Título: Esforço histórico para virar a página
Autor: Martínez, Manuel
Fonte: Correio Braziliense, 15/07/2011, Mundo, p. 17

O Equador tenta uma reaproximação com o Brasil "sem precedentes em sua história", segundo seu governo. O presidente Rafael Correa determinou que ao longo do ano se intensifique a vinda de membros do primeiro escalão de seu ministério e de missões empresarias para ampliar o comércio bilateral. Autoridades brasileiras, entretanto, consideram que o acercamento será tratado com ponderação e que é uma forma de os equatorianos admitirem os erros que cometeram recentemente com o Brasil.

O motivo da prudência? Há poucos anos, os países se envolveram em rusgas no âmbito dos negócios que culminaram com a convocação do embaixador brasileiro em Quito para consultas. Essa medida no mundo diplomático é um alerta amarelo quanto ao risco de rompimento dos laços diplomáticos ¿ na melhor das hipóteses, um aviso de que o relacionamento vai para o congelador.

Passados quase quatro anos do fim desses desgastes, o esfriamento é uma realidade que incomoda os equatorianos.

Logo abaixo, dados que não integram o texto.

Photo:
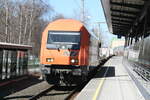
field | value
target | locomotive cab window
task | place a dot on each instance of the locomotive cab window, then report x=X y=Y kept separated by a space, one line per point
x=63 y=40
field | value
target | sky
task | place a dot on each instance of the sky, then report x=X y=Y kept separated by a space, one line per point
x=72 y=8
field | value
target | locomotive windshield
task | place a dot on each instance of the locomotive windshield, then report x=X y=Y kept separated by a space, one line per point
x=63 y=40
x=63 y=37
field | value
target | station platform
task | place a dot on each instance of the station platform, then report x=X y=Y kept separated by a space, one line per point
x=112 y=82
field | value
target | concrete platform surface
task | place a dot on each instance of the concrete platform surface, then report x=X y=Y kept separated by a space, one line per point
x=112 y=82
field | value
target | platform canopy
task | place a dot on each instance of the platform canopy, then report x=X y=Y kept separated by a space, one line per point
x=10 y=46
x=123 y=15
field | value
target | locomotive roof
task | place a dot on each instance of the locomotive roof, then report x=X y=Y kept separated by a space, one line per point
x=66 y=25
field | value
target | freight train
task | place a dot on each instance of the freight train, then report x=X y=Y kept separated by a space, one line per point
x=68 y=52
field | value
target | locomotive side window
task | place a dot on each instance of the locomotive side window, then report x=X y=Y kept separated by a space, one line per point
x=71 y=40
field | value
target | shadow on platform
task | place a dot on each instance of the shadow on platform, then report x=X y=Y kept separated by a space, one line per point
x=18 y=86
x=101 y=72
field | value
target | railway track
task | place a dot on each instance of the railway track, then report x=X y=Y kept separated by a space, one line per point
x=44 y=91
x=68 y=93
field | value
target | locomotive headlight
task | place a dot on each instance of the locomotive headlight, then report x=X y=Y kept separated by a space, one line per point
x=73 y=60
x=49 y=59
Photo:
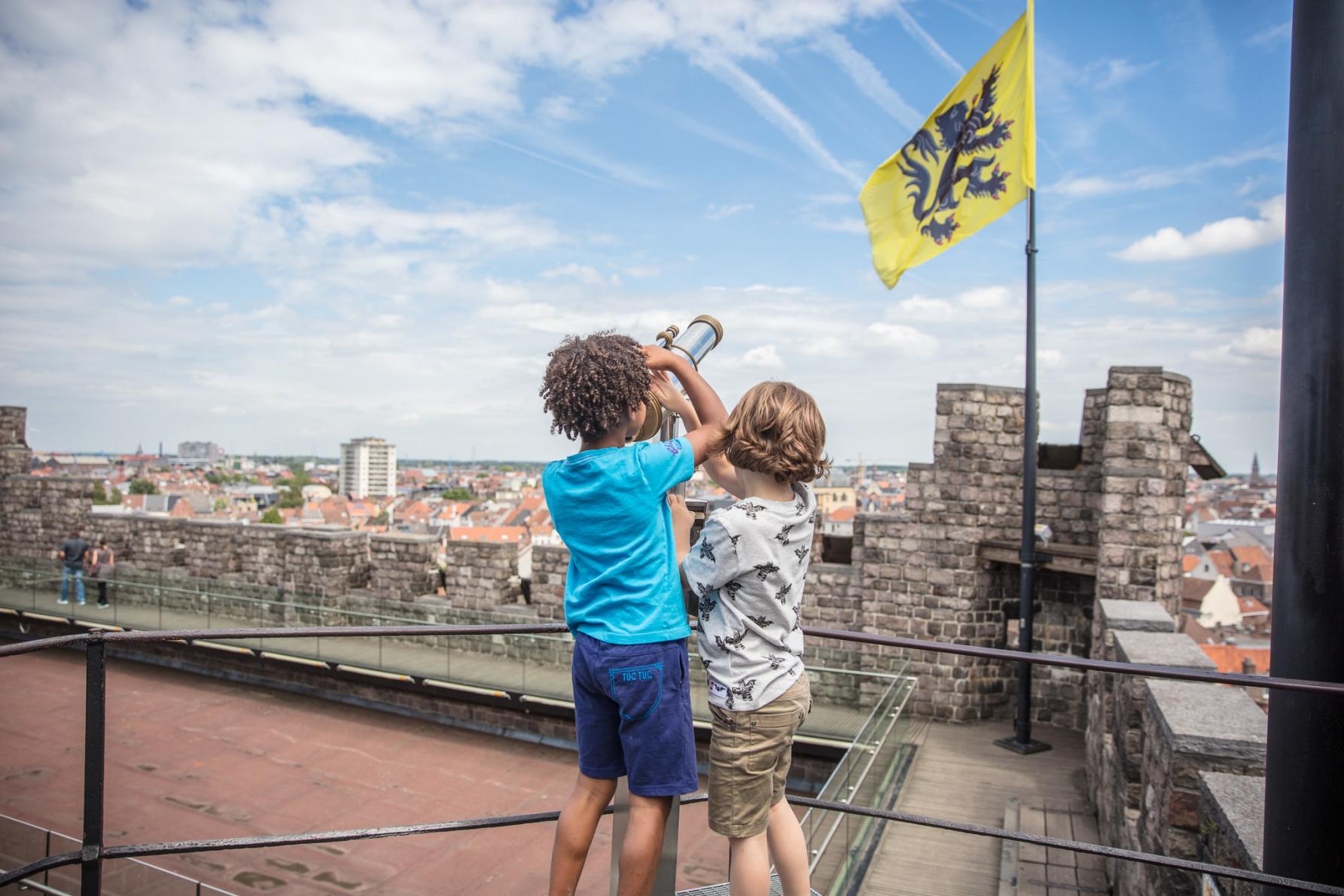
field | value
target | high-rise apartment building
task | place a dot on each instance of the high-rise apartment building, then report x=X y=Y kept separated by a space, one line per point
x=207 y=452
x=367 y=468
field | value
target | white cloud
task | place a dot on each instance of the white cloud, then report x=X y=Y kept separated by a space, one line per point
x=842 y=224
x=825 y=347
x=934 y=49
x=1087 y=187
x=1272 y=35
x=501 y=292
x=1253 y=344
x=906 y=340
x=921 y=308
x=763 y=358
x=584 y=273
x=869 y=80
x=1047 y=359
x=1112 y=73
x=352 y=219
x=1217 y=238
x=984 y=303
x=777 y=113
x=719 y=212
x=1260 y=342
x=559 y=109
x=1156 y=297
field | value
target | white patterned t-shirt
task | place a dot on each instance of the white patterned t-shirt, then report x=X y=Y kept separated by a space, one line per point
x=748 y=570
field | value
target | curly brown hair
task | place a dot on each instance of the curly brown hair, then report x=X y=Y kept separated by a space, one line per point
x=593 y=382
x=776 y=429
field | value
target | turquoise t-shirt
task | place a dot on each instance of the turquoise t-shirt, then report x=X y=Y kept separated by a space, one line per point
x=611 y=508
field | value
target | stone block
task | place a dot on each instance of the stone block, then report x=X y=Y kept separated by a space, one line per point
x=1208 y=721
x=1160 y=649
x=1231 y=825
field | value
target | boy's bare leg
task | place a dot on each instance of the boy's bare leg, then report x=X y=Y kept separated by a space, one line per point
x=749 y=860
x=643 y=844
x=574 y=832
x=788 y=849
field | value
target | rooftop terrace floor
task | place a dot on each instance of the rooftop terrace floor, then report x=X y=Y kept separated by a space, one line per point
x=962 y=776
x=830 y=721
x=191 y=757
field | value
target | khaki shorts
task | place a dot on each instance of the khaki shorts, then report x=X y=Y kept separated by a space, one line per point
x=749 y=760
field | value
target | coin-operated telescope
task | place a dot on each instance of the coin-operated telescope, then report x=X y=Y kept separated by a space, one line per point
x=699 y=339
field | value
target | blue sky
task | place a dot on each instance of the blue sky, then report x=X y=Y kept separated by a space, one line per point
x=276 y=226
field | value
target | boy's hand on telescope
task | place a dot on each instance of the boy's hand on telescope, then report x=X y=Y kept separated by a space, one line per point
x=671 y=397
x=659 y=358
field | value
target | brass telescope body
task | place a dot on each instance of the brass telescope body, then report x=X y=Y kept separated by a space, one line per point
x=699 y=339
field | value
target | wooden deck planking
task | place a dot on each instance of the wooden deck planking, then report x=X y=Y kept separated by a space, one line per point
x=962 y=776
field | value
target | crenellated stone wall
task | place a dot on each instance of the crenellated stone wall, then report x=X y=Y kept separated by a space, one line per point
x=1150 y=740
x=921 y=572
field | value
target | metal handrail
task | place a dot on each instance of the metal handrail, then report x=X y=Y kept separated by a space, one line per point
x=894 y=711
x=93 y=851
x=835 y=634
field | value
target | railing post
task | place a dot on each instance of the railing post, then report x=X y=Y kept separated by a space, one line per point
x=1304 y=777
x=96 y=707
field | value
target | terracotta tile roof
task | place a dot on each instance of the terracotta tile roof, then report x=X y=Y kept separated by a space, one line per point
x=1198 y=633
x=1229 y=657
x=1250 y=606
x=1250 y=555
x=515 y=534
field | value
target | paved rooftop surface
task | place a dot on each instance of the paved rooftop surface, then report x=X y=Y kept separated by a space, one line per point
x=960 y=774
x=193 y=757
x=828 y=721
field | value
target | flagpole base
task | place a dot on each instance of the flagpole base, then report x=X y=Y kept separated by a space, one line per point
x=1023 y=748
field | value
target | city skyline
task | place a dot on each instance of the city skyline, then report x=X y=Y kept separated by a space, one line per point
x=237 y=242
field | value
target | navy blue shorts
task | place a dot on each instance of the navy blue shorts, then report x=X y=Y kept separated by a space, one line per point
x=632 y=714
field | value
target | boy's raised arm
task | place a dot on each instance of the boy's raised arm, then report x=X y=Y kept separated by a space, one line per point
x=703 y=398
x=717 y=465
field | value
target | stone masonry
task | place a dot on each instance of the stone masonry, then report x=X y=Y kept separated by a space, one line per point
x=1167 y=762
x=919 y=572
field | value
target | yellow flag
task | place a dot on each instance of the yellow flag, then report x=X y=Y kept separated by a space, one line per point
x=974 y=160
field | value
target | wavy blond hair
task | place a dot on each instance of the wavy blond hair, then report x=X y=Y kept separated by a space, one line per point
x=776 y=429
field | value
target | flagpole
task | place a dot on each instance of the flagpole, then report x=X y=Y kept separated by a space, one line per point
x=1022 y=742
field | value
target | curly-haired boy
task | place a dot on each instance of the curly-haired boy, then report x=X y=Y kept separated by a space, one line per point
x=745 y=575
x=623 y=597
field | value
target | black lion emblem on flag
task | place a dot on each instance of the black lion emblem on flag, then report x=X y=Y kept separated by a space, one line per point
x=965 y=133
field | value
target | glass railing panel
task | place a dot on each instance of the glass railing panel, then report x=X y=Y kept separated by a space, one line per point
x=20 y=844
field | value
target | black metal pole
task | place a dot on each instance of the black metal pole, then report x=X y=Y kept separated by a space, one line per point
x=1022 y=742
x=1306 y=777
x=96 y=715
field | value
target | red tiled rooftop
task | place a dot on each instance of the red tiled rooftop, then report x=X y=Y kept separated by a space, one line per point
x=1230 y=656
x=515 y=534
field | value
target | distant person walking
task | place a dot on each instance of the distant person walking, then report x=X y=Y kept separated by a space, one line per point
x=73 y=553
x=102 y=567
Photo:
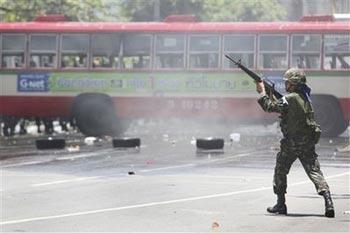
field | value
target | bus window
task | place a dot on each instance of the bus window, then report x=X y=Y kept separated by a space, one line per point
x=170 y=50
x=74 y=51
x=43 y=51
x=136 y=51
x=239 y=47
x=204 y=51
x=273 y=52
x=105 y=50
x=336 y=52
x=306 y=51
x=13 y=47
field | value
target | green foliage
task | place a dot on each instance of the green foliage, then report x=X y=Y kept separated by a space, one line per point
x=244 y=10
x=207 y=10
x=76 y=10
x=143 y=10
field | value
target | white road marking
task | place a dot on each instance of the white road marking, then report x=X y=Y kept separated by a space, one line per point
x=65 y=181
x=196 y=164
x=25 y=163
x=154 y=203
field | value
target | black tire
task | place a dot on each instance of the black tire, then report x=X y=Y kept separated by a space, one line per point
x=210 y=143
x=95 y=115
x=329 y=115
x=46 y=144
x=126 y=142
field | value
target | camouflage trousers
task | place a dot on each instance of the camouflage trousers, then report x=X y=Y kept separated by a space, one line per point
x=308 y=158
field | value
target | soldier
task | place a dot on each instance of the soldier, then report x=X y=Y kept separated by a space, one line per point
x=300 y=135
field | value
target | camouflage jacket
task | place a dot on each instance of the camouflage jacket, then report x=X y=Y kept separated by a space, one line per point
x=297 y=122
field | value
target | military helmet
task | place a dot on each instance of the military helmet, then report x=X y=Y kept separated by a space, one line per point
x=295 y=76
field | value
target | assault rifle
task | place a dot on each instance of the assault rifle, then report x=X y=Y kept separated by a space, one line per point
x=269 y=85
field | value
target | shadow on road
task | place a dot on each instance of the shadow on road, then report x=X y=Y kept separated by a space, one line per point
x=305 y=215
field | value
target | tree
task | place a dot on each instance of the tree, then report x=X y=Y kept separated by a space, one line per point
x=141 y=10
x=76 y=10
x=243 y=10
x=207 y=10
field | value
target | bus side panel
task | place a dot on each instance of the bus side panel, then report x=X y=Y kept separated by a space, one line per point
x=35 y=106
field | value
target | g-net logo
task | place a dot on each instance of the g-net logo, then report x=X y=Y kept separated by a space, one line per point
x=33 y=83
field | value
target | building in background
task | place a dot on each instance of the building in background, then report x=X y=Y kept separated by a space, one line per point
x=298 y=8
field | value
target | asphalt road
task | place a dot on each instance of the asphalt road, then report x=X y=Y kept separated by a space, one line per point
x=172 y=187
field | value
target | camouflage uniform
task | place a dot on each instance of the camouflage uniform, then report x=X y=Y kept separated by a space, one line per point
x=300 y=134
x=298 y=128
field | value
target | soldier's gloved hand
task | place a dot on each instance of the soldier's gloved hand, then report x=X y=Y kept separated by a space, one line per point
x=260 y=88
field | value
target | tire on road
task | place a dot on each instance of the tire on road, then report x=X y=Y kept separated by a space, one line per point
x=95 y=115
x=210 y=143
x=329 y=115
x=45 y=144
x=126 y=142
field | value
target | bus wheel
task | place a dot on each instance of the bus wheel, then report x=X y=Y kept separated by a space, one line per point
x=329 y=115
x=95 y=114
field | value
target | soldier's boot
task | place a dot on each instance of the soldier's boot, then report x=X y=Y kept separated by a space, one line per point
x=280 y=207
x=329 y=212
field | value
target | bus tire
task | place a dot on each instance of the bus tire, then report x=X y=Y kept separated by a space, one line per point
x=95 y=115
x=210 y=143
x=329 y=115
x=126 y=142
x=46 y=144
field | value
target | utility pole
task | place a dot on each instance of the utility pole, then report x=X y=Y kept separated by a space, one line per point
x=156 y=10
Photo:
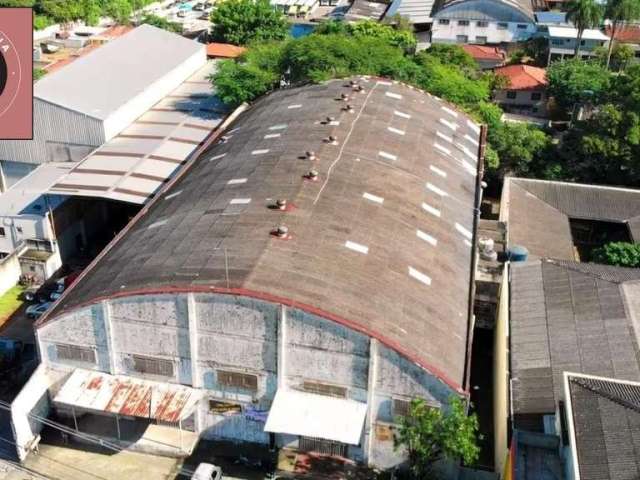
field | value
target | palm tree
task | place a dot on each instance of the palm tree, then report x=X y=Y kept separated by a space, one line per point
x=620 y=12
x=583 y=14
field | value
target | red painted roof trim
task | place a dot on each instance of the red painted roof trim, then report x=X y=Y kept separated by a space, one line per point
x=284 y=301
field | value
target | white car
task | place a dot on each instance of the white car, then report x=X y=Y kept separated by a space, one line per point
x=207 y=471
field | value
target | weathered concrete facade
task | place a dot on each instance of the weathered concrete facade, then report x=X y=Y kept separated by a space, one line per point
x=206 y=336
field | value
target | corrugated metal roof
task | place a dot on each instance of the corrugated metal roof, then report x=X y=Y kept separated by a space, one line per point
x=101 y=82
x=568 y=316
x=316 y=416
x=133 y=165
x=212 y=228
x=122 y=395
x=606 y=423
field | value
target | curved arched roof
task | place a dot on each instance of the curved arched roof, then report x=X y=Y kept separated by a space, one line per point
x=488 y=10
x=379 y=242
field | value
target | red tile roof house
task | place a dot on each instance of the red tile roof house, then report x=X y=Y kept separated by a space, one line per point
x=526 y=91
x=628 y=34
x=486 y=56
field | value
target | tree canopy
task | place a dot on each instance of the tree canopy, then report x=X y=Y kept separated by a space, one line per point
x=428 y=434
x=241 y=22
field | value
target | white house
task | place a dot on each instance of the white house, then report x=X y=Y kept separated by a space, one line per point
x=483 y=22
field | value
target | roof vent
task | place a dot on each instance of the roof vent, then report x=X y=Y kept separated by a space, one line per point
x=312 y=175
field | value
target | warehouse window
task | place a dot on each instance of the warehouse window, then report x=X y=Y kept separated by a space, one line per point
x=325 y=389
x=244 y=381
x=76 y=353
x=153 y=366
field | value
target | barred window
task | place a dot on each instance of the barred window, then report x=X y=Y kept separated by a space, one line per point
x=244 y=381
x=76 y=353
x=153 y=366
x=324 y=389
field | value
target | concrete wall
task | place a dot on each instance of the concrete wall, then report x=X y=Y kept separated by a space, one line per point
x=491 y=33
x=204 y=334
x=501 y=376
x=59 y=134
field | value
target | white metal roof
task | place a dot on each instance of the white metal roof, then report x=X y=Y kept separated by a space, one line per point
x=134 y=164
x=128 y=396
x=569 y=32
x=318 y=416
x=104 y=80
x=23 y=197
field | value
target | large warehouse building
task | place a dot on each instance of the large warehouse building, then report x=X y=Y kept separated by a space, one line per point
x=298 y=284
x=89 y=101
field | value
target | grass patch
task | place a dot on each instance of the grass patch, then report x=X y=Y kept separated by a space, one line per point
x=10 y=302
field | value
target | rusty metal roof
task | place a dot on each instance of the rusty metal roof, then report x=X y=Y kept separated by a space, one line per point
x=122 y=395
x=380 y=241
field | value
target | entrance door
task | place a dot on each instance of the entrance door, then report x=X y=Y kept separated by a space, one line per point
x=324 y=447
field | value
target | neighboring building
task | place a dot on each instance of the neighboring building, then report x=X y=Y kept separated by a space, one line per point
x=487 y=57
x=89 y=101
x=526 y=90
x=495 y=22
x=562 y=42
x=627 y=35
x=224 y=50
x=562 y=315
x=307 y=324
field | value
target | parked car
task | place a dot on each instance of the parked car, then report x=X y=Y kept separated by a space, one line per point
x=207 y=471
x=36 y=311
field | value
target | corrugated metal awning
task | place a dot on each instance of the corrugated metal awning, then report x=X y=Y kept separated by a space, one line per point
x=317 y=416
x=119 y=394
x=133 y=165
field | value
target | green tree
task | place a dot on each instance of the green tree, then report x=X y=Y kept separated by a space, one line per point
x=584 y=14
x=119 y=10
x=572 y=81
x=429 y=435
x=161 y=22
x=241 y=22
x=620 y=12
x=621 y=254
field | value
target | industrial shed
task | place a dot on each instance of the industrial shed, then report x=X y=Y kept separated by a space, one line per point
x=89 y=101
x=305 y=278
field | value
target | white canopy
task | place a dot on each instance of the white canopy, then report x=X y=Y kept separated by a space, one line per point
x=318 y=416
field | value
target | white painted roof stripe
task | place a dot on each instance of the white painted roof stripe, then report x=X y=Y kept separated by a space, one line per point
x=421 y=277
x=464 y=231
x=449 y=111
x=174 y=194
x=438 y=171
x=473 y=126
x=441 y=148
x=388 y=156
x=373 y=198
x=157 y=224
x=472 y=140
x=430 y=209
x=444 y=137
x=426 y=237
x=395 y=130
x=436 y=190
x=356 y=247
x=452 y=125
x=236 y=181
x=401 y=114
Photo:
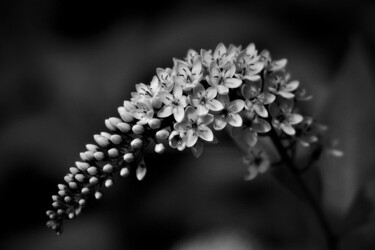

É verdade que o Brasil mantém um embaixador em Quito e que o Itamaraty garante a superação das divergências.

A piada na sede do Ministério das Relações Exteriores, contudo, é que seria mais fácil e rápido que os equatorianos conseguissem juntar geograficamente os dois países ¿ sem fronteira comum ¿ do que reconquistar a médio prazo a confiança dos empresários brasileiros.

"Não sei quanto tempo levará para que se recupere a confiança no Equador, mas tenho certeza de que isso não acontecerá este ano, e duvido muito que possa acontecer em 2012 do jeito que eles querem", avaliou uma fonte da chancelaria.

Com ouvidos moucos para a gozação, os equatorianos iniciaram uma operação "apara arestas" no fim de maio, com a troca de seu embaixador em Brasília. Eduardo Mora Anda, tido pelo Itamaraty como um diplomata de pouca ação, foi substituído por Horacio Sevilla Borja. Brasília considera que Borja possa fazer um trabalho melhor, graças à experiência em postos diplomáticos nos EUA e na ONU, e como embaixador na Alemanha e na Argentina.

Poucos dias depois dessa mudança, começou a vinda das missões equatorianas de negócios. E o ponto máximo dessas iniciativas ocorrerá no fim do mês, com a chegada do ministro coordenador de Setores Estratégicos, Jorge Glas Espinel.

Chamado de "superministro", ele comanda as áreas de assuntos elétricos, de minas e combustíveis, de telecomunicações e sociedade da informação e de águas. No Itamaraty, é apontado como o pivô das controvérsias bilaterais.

"Glas virá para, institucionalmente, fazer um mea culpa dos erros cometidos em relação ao Brasil por ele em nome do governo Correa. Ele tentará limpar toda a bagunça que fizeram e que levou os investimentos do Brasil por lá a caírem a zero", afirmou uma fonte diplomática brasileira. O "superministro" chega no dia 24 e passará por Brasília, São Paulo e Rio, em uma visita que terá a duração de uma semana. "Ele apresentará a empresários e a autoridades o recém-aprovado código equatoriano de garantias aos investimentos", disse ao Correio o embaixador Sevilla Borja.

Enganos Thiago de Aragão, analista de política latino-americana da consultoria Arko Advice, avalia que "os equatorianos não vêm para ampliar negócios, mas para reconquistar os contratos e acordos que tinham com empresas e instituições como a Odebrecht e o BNDES". De acordo com ele, se não fosse assim, Quito teria incluído Estados do nordeste e do centro oeste na visita. Aragão lembra que nessas regiões há um significativo número de companhias de médio porte em crescimento, que iniciaram investimentos em países com o perfil do Equador. Para o analista, Correa cometeu outro erro ao iniciar a visita por Brasília. Ele diz que as segundas-feiras e as manhãs das terças-feiras servem para que o Executivo calibre sua agenda, já que o Congresso só começa a funcionar na tarde do segundo dia da semana. "Evidentemente que Glas será recebido, mas não com a atenção apropriada".

Os diplomatas brasileiros concordam com Aragão, mas dizem que o "superministro" tem um ponto a favor. Segundo eles, representantes da Andrade Gutierrez, da Petrobras, da Odebrecht, do BNDES e da Engevix procuraram o Itamaraty porque pretendem fazer negócios no Equador. Para mostrar a boa vontade de Brasília, o chanceler Antônio Patriota estará hoje no Equador. Ele será recebido por seu homólogo Ricardo Patiño e pelo presidente Correa.